With the days counting down on Bush's White House lease, plans for the George W. Bush Presidential Library are stepping up as architects finish designs for an edifice here on the campus of Southern Methodist University.
"I'm confident that people will come to change their mind about the president and some of the decisions he made," said Mark Langdale, a longtime Bush friend who heads the foundation overseeing the library's development. "You need time to get past the current news cycle and the prejudices and emotions of the moment."
The estimated $300-million project, situated on prime real estate at the university's entrance, is expected to open in 2013. It will contain the archives of the Bush presidency, a museum celebrating his accomplishments and a policy institute that its backers hope will become a leading Republican think tank.
Yet given the president's unpopularity, some Bush critics wonder whether the facility will turn out to be a historical white elephant. Fundraising for the project has been "very modest," said Dan Bartlett, a former Bush counselor who is acting as a library spokesman.
Langdale said the president was intentionally waiting until he leaves office to start seeking out donors.
"The skeptics could be right: It might be a white elephant," said Benjamin Hufbauer, an art history professor at the University of Louisville in Kentucky and an expert on presidential libraries. "But presidents don't see it that way. . . . Presidents see these as a foundation from which to build a new reputation. It's just the right kind of elephant."
For their part, SMU officials are certain that once they build it, people will come.
"Sometimes the administrations that have the kinds of interesting times that this one has had make for even more research and discussion and debate," said Brad Cheves, the university's vice president for development and external affairs. "That will make it an even more vital and vibrant place."
The complex will certainly be in friendly territory. First Lady Laura Bush is an SMU alum and member of the board of trustees. And although 57% of Dallas County voters went for President-elect Barack Obama in November's election, the precinct that encompasses SMU voted overwhelmingly for Republican John McCain.
The exclusive Preston Hollow neighborhood, about a 10-minute drive from the library and where the Bushes recently purchased a post-White House home worth more than $3 million, was another McCain stronghold.

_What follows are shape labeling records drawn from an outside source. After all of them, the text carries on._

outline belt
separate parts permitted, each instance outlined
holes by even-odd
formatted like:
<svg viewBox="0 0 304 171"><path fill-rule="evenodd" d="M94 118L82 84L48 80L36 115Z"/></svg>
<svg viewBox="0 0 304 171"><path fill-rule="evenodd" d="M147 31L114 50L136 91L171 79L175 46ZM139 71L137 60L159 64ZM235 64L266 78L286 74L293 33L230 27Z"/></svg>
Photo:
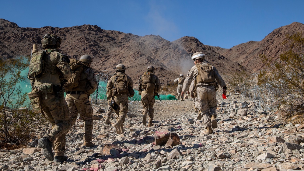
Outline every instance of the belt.
<svg viewBox="0 0 304 171"><path fill-rule="evenodd" d="M201 86L197 86L197 87L208 87L208 86L214 86L214 84L209 84L208 85L202 85Z"/></svg>
<svg viewBox="0 0 304 171"><path fill-rule="evenodd" d="M70 91L67 92L67 93L68 94L81 94L83 92L82 91Z"/></svg>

What's more, most of last year's controversy about the choice of SMU as the site of the library has dissipated. What remains are concerns of some faculty members that the Bush policy institute will become a neoconservative firebase rather than the legitimate scholarly enclave promised by officials of the library foundation and the university.

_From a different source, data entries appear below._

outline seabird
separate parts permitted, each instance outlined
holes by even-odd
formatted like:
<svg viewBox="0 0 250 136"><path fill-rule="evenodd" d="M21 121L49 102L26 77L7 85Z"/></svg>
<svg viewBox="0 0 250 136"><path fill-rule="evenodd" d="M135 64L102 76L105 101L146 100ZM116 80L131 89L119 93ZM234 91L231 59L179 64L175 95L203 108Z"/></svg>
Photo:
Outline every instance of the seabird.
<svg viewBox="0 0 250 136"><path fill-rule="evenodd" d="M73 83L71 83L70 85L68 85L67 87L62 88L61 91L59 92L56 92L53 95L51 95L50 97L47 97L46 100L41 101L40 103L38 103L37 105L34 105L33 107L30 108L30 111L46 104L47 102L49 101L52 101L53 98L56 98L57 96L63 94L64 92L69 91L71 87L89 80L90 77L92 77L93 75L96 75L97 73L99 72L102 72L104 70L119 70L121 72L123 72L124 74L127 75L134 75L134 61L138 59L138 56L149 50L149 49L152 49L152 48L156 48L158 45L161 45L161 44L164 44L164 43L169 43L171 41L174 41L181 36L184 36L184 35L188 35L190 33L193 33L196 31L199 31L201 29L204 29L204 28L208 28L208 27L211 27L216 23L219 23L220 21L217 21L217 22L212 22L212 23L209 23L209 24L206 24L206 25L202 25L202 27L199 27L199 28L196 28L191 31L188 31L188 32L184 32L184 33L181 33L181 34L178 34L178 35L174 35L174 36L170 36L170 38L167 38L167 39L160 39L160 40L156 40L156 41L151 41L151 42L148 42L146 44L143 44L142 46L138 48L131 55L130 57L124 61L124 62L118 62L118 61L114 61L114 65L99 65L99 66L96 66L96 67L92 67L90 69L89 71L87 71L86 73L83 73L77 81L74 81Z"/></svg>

Just how valuable the entire complex will be to historians remains uncertain, especially given an executive order signed by Bush in 2001 that grants a former president broad discretion to withhold administration documents from the public.

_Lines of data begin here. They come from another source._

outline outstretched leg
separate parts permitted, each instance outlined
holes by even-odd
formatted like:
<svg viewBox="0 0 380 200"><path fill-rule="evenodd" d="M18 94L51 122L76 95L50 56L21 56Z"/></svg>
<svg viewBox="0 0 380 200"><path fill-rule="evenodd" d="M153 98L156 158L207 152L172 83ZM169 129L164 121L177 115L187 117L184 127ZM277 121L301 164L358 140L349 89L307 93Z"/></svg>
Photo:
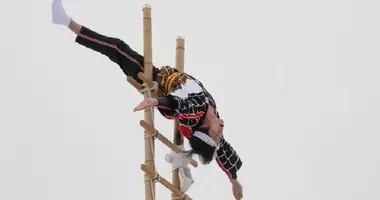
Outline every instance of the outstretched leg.
<svg viewBox="0 0 380 200"><path fill-rule="evenodd" d="M63 8L61 0L53 0L52 21L68 27L77 37L75 42L107 56L111 61L118 64L127 76L132 76L142 83L138 73L144 70L144 57L129 47L119 38L101 35L69 17ZM153 77L156 77L158 69L153 67Z"/></svg>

Historians have criticized Bush's order, which overrides national records laws mandating the release of documents 12 years after a president leaves office, and they have urged Obama to reverse it.
Langdale said the Bush museum would not avoid the most divisive episodes of the last eight years, such as the administration's much-criticized response to Hurricane Katrina.
But those controversies may also get some positive historical spin.
"There's an interesting lesson about Katrina and the limitations of government assistance to respond to big natural disasters," Langdale said. "They are acts of God, and they are tough. It's definitely a story line I would not shy away from addressing somehow in the museum."